In this task, you will apply linear predictive modeling techniques to forecast the value of the DIA ETF on the DJIA index using the subset of its constituents you selected in the previous task. The goal is to build a predictive linear model that accurately estimates the future index return based on the historical data of selected constituent stocks. Note that to perform this predictive task, you have to prepare the data accordingly. Don't use the excess returns with respect to a daily risk-free rate for this task, but use the plain returns instead.

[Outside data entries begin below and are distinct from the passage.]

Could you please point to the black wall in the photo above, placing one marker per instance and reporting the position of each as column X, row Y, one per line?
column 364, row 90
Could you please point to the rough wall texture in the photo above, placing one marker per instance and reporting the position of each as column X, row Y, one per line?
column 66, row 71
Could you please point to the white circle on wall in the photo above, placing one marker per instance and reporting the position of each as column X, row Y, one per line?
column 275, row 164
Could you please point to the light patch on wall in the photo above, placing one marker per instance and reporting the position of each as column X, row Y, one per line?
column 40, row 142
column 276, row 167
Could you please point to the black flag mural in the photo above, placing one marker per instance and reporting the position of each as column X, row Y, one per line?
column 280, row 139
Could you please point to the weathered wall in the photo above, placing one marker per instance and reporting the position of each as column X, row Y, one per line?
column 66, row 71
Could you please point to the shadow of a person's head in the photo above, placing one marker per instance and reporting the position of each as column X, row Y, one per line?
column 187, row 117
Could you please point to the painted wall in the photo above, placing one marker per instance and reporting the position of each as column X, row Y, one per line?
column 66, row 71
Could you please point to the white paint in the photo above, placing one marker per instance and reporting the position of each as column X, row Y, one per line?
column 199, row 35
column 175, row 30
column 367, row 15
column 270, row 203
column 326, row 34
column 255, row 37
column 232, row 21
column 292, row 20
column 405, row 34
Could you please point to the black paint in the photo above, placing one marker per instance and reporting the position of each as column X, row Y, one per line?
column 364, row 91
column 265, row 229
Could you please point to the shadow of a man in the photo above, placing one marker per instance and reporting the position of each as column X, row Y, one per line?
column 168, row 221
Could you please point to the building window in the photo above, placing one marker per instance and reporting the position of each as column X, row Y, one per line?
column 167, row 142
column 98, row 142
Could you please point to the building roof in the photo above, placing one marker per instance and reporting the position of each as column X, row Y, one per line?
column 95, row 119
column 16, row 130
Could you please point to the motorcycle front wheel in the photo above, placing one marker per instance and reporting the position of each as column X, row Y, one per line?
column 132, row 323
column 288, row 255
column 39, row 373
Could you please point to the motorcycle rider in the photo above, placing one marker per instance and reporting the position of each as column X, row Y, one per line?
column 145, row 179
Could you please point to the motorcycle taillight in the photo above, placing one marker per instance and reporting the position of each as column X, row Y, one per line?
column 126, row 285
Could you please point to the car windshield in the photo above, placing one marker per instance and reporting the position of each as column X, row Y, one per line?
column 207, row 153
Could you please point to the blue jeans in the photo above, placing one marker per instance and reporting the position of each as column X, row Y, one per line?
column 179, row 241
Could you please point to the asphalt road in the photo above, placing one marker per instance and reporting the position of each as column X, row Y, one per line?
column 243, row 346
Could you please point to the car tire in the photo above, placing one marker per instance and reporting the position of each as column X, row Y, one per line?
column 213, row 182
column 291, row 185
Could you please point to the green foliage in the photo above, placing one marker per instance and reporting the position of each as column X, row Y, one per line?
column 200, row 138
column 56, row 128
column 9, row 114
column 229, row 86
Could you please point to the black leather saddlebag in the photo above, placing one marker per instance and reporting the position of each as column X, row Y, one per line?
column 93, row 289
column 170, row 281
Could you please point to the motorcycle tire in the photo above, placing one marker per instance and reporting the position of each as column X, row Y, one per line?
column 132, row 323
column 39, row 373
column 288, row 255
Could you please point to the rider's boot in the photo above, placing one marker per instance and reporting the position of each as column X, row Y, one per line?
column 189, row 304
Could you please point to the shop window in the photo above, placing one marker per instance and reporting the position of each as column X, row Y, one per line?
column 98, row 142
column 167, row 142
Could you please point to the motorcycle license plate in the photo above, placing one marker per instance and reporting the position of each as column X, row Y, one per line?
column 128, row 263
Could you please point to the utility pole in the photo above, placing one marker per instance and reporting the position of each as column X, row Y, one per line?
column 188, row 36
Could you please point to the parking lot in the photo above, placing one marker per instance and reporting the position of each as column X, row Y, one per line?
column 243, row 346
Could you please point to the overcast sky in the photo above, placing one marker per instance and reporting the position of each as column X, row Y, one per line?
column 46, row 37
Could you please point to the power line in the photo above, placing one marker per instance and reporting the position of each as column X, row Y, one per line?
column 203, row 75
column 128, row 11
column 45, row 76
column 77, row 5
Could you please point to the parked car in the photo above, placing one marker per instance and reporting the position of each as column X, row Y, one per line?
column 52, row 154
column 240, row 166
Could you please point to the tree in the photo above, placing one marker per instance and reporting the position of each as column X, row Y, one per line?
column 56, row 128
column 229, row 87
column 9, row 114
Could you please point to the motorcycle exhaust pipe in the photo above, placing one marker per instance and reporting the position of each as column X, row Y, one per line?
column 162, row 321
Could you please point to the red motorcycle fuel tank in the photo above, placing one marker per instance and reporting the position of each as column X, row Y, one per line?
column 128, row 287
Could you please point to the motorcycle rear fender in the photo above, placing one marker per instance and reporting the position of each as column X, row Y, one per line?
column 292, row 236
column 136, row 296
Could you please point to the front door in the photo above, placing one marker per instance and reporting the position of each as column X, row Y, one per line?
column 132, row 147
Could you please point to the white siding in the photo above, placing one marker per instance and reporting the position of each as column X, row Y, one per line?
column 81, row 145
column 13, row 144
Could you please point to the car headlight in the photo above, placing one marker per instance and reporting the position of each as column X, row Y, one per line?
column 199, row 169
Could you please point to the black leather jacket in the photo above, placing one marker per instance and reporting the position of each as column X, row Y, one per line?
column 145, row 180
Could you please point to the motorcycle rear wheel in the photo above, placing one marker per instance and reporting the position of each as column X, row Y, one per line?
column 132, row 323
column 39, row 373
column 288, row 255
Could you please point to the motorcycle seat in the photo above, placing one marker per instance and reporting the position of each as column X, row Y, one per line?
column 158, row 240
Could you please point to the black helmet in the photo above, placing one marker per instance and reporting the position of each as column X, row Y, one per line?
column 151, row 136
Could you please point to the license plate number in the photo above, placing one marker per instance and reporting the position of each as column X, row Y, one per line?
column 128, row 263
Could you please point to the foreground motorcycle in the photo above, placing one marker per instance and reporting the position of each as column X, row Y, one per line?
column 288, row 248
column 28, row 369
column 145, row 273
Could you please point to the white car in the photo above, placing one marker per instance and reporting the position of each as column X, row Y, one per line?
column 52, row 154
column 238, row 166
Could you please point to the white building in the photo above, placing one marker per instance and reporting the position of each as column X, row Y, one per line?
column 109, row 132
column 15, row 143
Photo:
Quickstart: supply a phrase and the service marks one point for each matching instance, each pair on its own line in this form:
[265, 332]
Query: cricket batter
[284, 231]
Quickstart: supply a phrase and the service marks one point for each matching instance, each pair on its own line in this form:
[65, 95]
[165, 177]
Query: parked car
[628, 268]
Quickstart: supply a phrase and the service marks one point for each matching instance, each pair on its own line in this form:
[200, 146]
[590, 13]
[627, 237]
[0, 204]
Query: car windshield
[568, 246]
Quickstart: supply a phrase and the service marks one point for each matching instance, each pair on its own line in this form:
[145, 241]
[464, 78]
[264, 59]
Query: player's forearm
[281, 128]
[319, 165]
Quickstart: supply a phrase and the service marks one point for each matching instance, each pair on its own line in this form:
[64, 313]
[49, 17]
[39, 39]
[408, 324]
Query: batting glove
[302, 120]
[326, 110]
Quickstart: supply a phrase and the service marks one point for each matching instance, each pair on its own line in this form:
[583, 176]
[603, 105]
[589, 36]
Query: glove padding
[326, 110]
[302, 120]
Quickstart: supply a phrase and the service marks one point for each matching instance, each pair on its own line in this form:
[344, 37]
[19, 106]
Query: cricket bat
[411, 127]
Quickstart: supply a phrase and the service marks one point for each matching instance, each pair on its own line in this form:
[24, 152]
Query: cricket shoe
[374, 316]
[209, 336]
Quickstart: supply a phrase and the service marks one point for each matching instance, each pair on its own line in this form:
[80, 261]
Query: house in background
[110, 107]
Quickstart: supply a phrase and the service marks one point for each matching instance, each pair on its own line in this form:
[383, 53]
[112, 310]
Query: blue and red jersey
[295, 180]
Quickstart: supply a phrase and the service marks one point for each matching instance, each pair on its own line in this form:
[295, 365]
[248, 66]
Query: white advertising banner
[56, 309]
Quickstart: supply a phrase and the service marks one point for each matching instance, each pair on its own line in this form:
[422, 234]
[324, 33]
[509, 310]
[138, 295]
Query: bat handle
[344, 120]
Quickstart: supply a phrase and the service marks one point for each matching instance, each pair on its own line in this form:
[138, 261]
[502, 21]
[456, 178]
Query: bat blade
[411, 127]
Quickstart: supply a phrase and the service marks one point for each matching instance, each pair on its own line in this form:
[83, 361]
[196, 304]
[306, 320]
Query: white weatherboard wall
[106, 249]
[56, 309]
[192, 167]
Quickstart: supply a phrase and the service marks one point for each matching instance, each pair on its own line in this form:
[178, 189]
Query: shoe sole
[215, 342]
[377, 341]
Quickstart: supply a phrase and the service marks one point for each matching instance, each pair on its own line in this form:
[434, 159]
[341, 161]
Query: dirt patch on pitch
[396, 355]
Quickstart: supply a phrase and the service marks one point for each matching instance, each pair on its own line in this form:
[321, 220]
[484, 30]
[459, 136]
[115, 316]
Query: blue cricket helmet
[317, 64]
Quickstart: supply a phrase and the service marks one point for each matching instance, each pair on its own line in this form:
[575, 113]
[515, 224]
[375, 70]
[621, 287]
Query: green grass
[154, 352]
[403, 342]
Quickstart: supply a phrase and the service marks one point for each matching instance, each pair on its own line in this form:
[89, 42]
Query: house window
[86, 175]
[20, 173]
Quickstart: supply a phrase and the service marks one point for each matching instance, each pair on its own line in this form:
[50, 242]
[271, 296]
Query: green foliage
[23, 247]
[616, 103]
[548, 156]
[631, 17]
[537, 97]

The predictive linear regression equation to estimate the dependent variable \(Y\) at time \(t+1\) is represented as:

$$ Y_{t+1} = \beta_0 + \beta_1 X_{1,t} + \beta_2 X_{2,t} + \ldots + \beta_k X_{k,t} + \varepsilon_{t} $$

In this equation:

- $Y_{t+1}$ represents the dependent variable at time $t+1$ that we want to predict. Note that the dependent variable is real-valued.
- $\beta_0$ is the intercept or constant term.
- $\beta_1, \beta_2, \ldots, \beta_k$ are the $k$ coefficients for the independent variables $ X_{1,t}, X_{2,t}, \ldots, X_{k,t} $ at time $t$. you can assume $k$ to be the number of selected stocks from the previous task. Note that the regressors are real-valued.
- $\varepsilon_{t}$ represents the error term at time $t$, capturing unexplained variation or noise in the dependent variable at that specific time.

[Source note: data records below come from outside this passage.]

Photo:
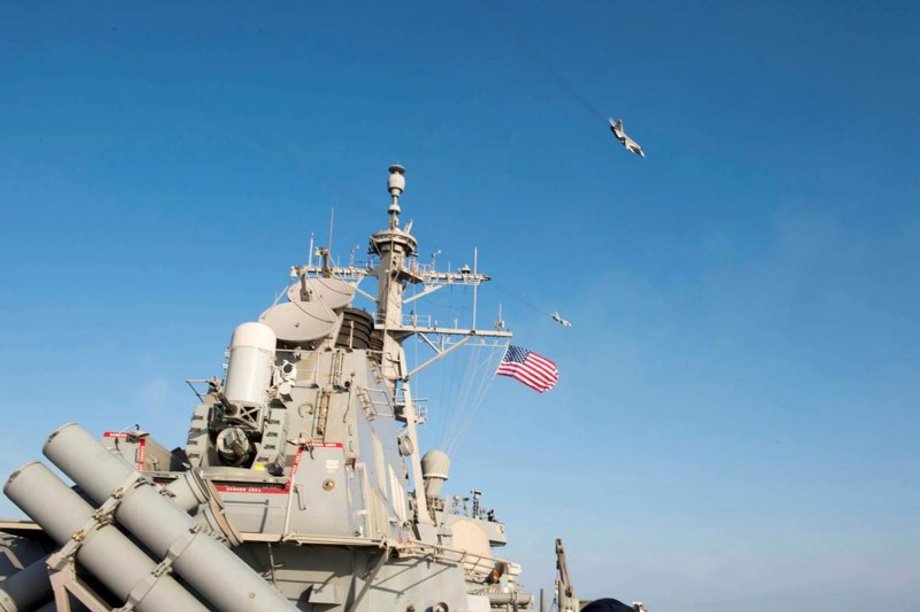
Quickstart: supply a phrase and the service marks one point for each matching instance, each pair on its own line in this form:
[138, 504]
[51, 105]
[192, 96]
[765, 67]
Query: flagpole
[475, 284]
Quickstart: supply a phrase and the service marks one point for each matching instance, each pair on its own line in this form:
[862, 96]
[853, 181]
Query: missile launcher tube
[105, 552]
[222, 578]
[27, 588]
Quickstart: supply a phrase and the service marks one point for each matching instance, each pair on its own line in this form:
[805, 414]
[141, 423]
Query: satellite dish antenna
[300, 322]
[331, 292]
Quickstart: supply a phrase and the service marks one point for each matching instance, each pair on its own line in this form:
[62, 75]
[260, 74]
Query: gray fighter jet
[558, 319]
[631, 145]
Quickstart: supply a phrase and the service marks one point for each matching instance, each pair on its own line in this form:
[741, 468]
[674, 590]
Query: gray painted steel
[220, 576]
[27, 588]
[106, 552]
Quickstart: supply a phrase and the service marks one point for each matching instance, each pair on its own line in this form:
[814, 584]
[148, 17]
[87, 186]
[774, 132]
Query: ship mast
[398, 268]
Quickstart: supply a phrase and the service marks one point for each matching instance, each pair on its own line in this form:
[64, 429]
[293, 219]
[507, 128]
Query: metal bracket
[161, 569]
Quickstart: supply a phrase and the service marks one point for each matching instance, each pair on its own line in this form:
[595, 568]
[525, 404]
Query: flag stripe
[529, 368]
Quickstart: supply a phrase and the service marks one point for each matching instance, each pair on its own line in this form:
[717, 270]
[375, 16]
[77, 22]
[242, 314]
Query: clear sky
[736, 427]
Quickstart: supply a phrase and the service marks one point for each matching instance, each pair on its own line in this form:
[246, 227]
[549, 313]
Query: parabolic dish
[299, 321]
[332, 292]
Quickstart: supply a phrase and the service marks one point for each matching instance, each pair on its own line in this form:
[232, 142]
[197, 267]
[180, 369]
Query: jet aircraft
[558, 319]
[631, 145]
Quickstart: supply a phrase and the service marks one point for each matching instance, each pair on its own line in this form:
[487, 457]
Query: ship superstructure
[303, 484]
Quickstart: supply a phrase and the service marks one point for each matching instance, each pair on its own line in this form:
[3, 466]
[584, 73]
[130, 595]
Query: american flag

Before performing the linear regression modeling, remember to split the dataset into a training set and a test set. Use *2022-01-01* as a cutoff date, the same way you did in the previous task. Make sure the cutoff date will be included in the test set and not in the train set.

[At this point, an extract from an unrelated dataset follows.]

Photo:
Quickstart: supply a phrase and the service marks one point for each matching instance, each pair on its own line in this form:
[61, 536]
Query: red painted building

Assess the performance of your predictive model using an appropriate evaluation metric for a regression problem like this one. Evaluate the model on the test set to ensure its predictive accuracy out-of-sample.

**Grading Criteria**

- **Data Preparation (15 points)**: Points will be awarded for preparing the data appropriately for the modeling task.

- **Predictive Regression Model Building (20 points)**: Points will be awarded based on the correctness and completeness of the regression model built using selected stocks' returns and the index return.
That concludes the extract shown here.